The algorithm is quite straight forward, see the code in python below


#
# Do iterative combinations generation
# From Knuth's observation, we know for (6 3) that
# [0, 1, 2]
# [0, 1, 3]
# ..
# [3, 4, 5]
# Basically we can see a set of for loops, if we call the columns c1,c2 and c3 then
#
# for c3 = 2 to n-1
#  for c2 = 1 to c3-1
#   for c1 = 0 to c2-1
#
# The loop gives us what we need
# My implementation is based on an index (i) and max (n)
# which are used to determine the next value to generate
#
def iterative_combination(n, k):
    a = [i for i in range(0, n)]
    index = k - 1
    done = False
    while (done == False):
        print a[0:k]
        while (a[index] == n - (k - index)): # boundary for that index
            index = index - 1
            if (index < 0):
                done = True
                break
        a[index] = a[index] + 1
        while (index < k - 1):
            index = index + 1
            if (a[index] == (n - (k - index))): # initialize the next neighbour
                a[index] = a[index - 1] + 1

Random CS picture

Here is a random picture from a computer science topic



The picture is a counter example of why greedy selection does not work optimally for the set cover problem. If the picture seems not so well done, it's because my asymptote skills are lacking :)

You can probably guess what I'm reading by connecting set cover with combinatorial generation of combinations.

Wednesday, July 05, 2017

Combinations revisited

I've been trying to relearn some of the combinatorics I used to know, I redid a nice recursive algorithm (from early university days), with python it looks so beautiful and nice. A simple implementation is below, so nice and simple.



#
# I'm inspired by two algorithms I saw, both are recursive.
#
# Example:
# ((1, 2, 3, 4), 2) - means select 2 out of 3
# should produce (1, 2), (1, 3), (1, 4), (2, 3), (2, 4), (3, 4)
#
# The idea from a recursive perspective is this
# we pick an index - say 1, then we pick the next (n-1) elements
# to go with it
#

def rec_comb(a, i, j, k, n):
 #
 # array a built upto index i
 # selected k at a time of max
 # length n
 #
 if (i == k):
  print a[0:k]
  return
 for l in range(j, n):
  a[i] = l
  rec_comb(a, i+1, l+1, k, n)
 return

def combination(n, k):
 #
 # n (numbers from 1..n), chosen k at a time
 #
 a = [0 for i in range(0, n)]
 rec_comb(a, 0, 0, k, n)
The sample output for ${6 \choose 3}$ is:

[0, 1, 2]
[0, 1, 3]
[0, 1, 4]
[0, 1, 5]
[0, 2, 3]
[0, 2, 4]
[0, 2, 5]
[0, 3, 4]
[0, 3, 5]
[0, 4, 5]
[1, 2, 3]
[1, 2, 4]
[1, 2, 5]
[1, 3, 4]
[1, 3, 5]
[1, 4, 5]
[2, 3, 4]
[2, 3, 5]
[2, 4, 5]
[3, 4, 5]
The output lends itself to a simple and nice iterative algorithm, I'll follow up on.

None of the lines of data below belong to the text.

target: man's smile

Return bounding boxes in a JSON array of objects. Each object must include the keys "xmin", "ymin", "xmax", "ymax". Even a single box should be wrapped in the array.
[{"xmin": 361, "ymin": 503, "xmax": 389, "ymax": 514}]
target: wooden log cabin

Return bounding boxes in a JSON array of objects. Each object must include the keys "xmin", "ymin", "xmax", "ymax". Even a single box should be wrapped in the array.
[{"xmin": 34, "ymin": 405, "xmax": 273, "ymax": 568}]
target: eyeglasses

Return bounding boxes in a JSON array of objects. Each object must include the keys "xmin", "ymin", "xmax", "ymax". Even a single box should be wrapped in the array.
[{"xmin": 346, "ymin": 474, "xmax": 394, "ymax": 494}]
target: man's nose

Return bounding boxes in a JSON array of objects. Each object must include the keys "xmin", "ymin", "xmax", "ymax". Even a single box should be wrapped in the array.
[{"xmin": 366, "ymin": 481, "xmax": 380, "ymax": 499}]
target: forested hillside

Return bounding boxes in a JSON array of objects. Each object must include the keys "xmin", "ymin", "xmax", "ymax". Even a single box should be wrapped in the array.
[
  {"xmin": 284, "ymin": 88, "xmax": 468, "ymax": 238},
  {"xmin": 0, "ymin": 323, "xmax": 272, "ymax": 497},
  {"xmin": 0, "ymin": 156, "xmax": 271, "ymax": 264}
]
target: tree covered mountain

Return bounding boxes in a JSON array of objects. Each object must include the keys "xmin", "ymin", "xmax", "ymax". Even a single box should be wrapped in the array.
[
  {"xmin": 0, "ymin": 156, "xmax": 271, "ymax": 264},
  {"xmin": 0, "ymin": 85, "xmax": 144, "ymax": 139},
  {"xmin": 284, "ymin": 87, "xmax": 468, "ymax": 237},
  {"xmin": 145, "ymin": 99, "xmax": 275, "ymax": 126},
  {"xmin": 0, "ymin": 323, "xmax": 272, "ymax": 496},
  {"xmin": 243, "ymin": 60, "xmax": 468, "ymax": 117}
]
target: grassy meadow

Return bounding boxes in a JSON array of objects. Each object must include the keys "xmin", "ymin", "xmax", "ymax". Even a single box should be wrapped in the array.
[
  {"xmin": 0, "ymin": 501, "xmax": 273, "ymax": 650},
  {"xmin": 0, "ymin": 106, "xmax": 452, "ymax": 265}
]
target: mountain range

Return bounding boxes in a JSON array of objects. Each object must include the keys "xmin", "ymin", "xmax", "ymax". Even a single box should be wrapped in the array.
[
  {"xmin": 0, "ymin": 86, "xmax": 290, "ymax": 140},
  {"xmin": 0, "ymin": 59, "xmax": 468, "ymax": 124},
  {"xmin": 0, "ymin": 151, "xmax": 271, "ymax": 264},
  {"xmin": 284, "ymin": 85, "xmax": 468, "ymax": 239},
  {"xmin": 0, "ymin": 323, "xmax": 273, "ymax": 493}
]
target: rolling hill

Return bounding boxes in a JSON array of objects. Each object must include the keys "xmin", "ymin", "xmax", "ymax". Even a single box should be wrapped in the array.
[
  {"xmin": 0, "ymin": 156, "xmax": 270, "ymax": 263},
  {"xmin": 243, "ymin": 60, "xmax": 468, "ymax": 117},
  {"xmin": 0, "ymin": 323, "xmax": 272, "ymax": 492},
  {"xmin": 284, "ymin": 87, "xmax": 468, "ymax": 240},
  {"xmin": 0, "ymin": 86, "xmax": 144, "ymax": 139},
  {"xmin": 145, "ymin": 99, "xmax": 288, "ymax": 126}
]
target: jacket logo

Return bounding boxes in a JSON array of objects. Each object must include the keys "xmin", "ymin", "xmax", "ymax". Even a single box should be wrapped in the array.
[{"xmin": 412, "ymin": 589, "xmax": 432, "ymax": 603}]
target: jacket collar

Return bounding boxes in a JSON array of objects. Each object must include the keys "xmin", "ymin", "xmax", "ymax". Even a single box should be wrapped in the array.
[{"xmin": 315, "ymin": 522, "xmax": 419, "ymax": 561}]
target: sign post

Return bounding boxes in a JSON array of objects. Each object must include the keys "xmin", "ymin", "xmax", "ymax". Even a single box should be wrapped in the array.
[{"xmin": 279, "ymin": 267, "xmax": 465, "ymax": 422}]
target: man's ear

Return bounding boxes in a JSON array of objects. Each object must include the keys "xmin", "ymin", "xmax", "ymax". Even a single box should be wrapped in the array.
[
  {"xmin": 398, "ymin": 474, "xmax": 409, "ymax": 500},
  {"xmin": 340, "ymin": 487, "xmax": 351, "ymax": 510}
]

The interesting follow up to combinatorial generation algorithms is using ranking and unranking. At this point, I think we need a O(n) to identify if two combinations are the same -- given in any order of elements. For example to compare $\{1, 2, 3\}, \{1, 3, 2\}, \{2, 1, 3\}, \{3, 1, 2\}, \{2, 3, 1\}, \{3, 2, 1\}$ we need to identify them and associate the same rank with them. I think for a subset of size $k$, the cost of ranking is $\theta(k)$, but I need to see if there is a better way to do it.